Marholin’s original plan was to graduate from the Humber program, the largest paralegal diploma course in Canada, and then look at working or studying further in Canada, with the dream of working in human rights or immigration law, perhaps even by becoming a lawyer. That is a dream he still hopes to pursue, though the war in Ukraine has put it on hold for now.
With the internet so spotty, Marholin has mostly been trying to do his schoolwork using his phone and cellular data, not Wi-Fi - “not the easiest thing to do,” he says. He admits that the internet issues he deals with are not dissimilar to what other international students studying at Canadian schools face as they returned to their home countries during the pandemic, even without a war. However, the day-to-day challenges he faces have been exacerbated by Russia’s invasion of Ukraine.
In addition to the time zone differences, and internet issues, Marholin particularly feels the isolation from sole online learning. He met his fellow students in person in his first semester but hasn’t seen them since, and even online discussion and work or study groups can’t replace that in-person interaction.
Not being in Canada to study also means not being able to practice and perfect his English, something Marholin worries about, as he feels it is “easy to lose those skills” without regular reinforcement.
Dhillon was particularly concerned when Marholin went “dark” for a few days. He wasn’t responding to her emails or messages, and, sometimes, she admits, it was hard not to think the worst, reflecting on her own experiences in war zones and with those with whom she has interacted, including prisoners of war.
Fortunately, Marholin got back in touch with her once he had reached the nearby city Zaporizhzhia, still in the hands of Ukraine. It is a major destination for those fleeing the worst conflict areas in Ukraine. This includes the devastated city of Mariupol, where tens of thousands of civilians are trapped under the most wretched of conditions, with only a trickle of civilians able to escape daily, as the efforts to set up a humanitarian corridor have been stymied.
Despite being only a short distance away, it was a bit of a disturbing journey between Melitopol and Zaporizhzhia, says Marholin, who passed through 36 checkpoints, manned by either Russian or Ukrainian forces. Despite now being out of Russian-occupied territory, Marholin admits he still doesn’t feel completely safe, with the frontlines of the war just miles away.
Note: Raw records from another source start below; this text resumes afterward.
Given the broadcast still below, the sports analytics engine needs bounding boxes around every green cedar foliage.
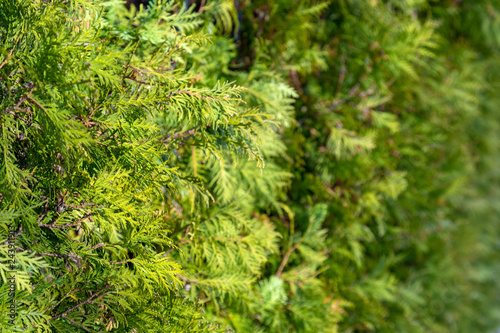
[0,0,500,333]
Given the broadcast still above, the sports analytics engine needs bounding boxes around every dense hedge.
[0,0,500,333]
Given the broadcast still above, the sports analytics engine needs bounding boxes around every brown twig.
[42,287,82,312]
[61,315,95,333]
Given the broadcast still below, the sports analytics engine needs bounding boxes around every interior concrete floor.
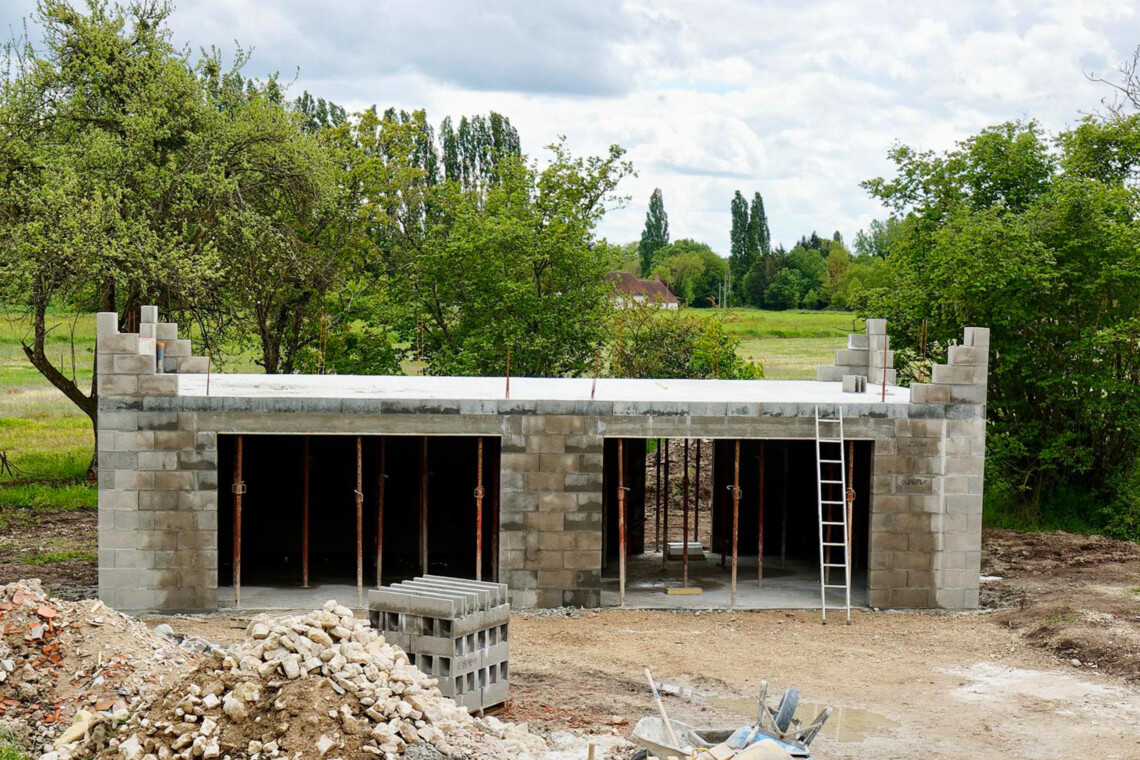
[602,551,868,610]
[218,579,375,611]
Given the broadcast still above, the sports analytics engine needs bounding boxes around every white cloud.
[0,0,1140,252]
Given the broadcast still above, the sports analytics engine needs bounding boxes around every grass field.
[0,313,96,526]
[0,309,854,533]
[690,309,862,379]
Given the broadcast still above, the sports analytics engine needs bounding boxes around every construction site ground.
[0,513,1140,760]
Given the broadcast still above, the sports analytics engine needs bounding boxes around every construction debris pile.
[42,602,546,760]
[0,580,192,747]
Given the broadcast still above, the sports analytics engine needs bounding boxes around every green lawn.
[690,309,863,379]
[0,309,858,523]
[0,312,96,523]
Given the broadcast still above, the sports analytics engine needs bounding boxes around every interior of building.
[602,439,873,608]
[218,435,500,607]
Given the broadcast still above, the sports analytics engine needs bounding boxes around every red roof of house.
[605,272,677,303]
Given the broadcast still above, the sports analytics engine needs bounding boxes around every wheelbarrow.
[629,676,831,760]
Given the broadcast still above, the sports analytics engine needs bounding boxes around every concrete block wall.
[96,307,218,610]
[499,414,602,607]
[868,327,990,610]
[815,319,896,385]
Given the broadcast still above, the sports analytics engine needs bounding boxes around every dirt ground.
[0,515,1140,760]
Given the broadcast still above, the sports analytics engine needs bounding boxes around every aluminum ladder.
[815,407,852,626]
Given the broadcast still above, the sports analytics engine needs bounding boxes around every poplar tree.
[637,188,669,277]
[728,190,756,302]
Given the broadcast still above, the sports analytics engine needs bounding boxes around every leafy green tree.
[653,238,728,307]
[748,193,772,266]
[855,216,898,259]
[399,142,632,377]
[864,119,1140,536]
[728,190,767,303]
[637,188,669,277]
[0,0,334,439]
[609,304,764,379]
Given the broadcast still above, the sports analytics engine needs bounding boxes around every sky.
[0,0,1140,255]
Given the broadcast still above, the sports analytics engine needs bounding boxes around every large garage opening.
[602,439,873,610]
[218,435,500,607]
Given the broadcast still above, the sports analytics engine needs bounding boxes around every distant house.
[605,272,681,309]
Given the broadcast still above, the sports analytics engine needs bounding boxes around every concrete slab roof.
[178,374,911,404]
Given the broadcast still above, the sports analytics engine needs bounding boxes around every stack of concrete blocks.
[499,412,604,608]
[869,327,990,610]
[815,319,896,393]
[96,307,218,610]
[368,575,511,712]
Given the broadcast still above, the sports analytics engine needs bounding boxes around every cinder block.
[866,351,895,367]
[165,340,190,359]
[112,353,154,375]
[138,375,178,395]
[177,357,210,375]
[527,435,565,453]
[944,385,986,403]
[962,327,990,349]
[930,365,986,385]
[97,333,139,353]
[99,375,137,395]
[911,383,950,403]
[946,345,988,367]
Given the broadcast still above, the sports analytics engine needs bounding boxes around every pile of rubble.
[0,579,192,746]
[51,602,546,760]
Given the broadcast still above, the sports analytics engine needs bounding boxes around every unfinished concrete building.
[97,307,988,611]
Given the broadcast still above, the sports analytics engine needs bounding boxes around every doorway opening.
[602,439,873,608]
[218,434,500,607]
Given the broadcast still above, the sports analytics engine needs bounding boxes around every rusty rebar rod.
[376,438,388,588]
[728,439,740,610]
[653,439,661,551]
[780,441,791,567]
[693,439,705,550]
[756,441,765,588]
[420,435,428,575]
[301,435,309,588]
[681,438,689,588]
[618,438,626,607]
[231,435,245,607]
[355,435,364,607]
[661,439,671,570]
[475,436,483,581]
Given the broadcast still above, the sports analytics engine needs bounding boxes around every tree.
[399,142,632,377]
[855,216,898,259]
[728,190,763,301]
[865,117,1140,536]
[653,238,728,307]
[637,188,669,277]
[748,193,772,266]
[609,304,764,379]
[0,0,331,446]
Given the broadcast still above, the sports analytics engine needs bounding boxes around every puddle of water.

Marholin says he and his family have worked to help others during these hard times. On behalf of the Jewish community, his father organized and coordinated the evacuation of residents of the south and southeast regions of Ukraine to other countries in Eastern Europe and somewhat safer western Ukraine. His mother, a therapist for children with autism, has worked at the local humanitarian aid centre to help needy residents, especially the disabled and the elderly.
Marholin himself has taken part in the unloading of food and medicine donations. But while in Melitopol, he found he could participate in these actions less and less, “as it became unsafe to be on the streets of the city,” especially for boys and men due to the risk of being kidnapped.
Russia’s reasons for wanting to invade Ukraine include wanting to protect the rights of Russian-speaking Ukrainians, especially in the eastern part of the country, and the so-called “de-Nazification” of Ukraine. Many see these as bizarre, especially given that the country’s president, Volodymyr Zelenskyy, is Jewish and a native Russian speaker. Marholin, who is part Jewish and “speaks Russian much better than Ukrainian,” agrees.
“I have never felt discriminated against,” Marholin says, noting that most Ukrainians use either language easily in everyday life. Regardless of what religion one follows or which language one speaks, he says, “what makes you Ukrainian is what is in your heart.”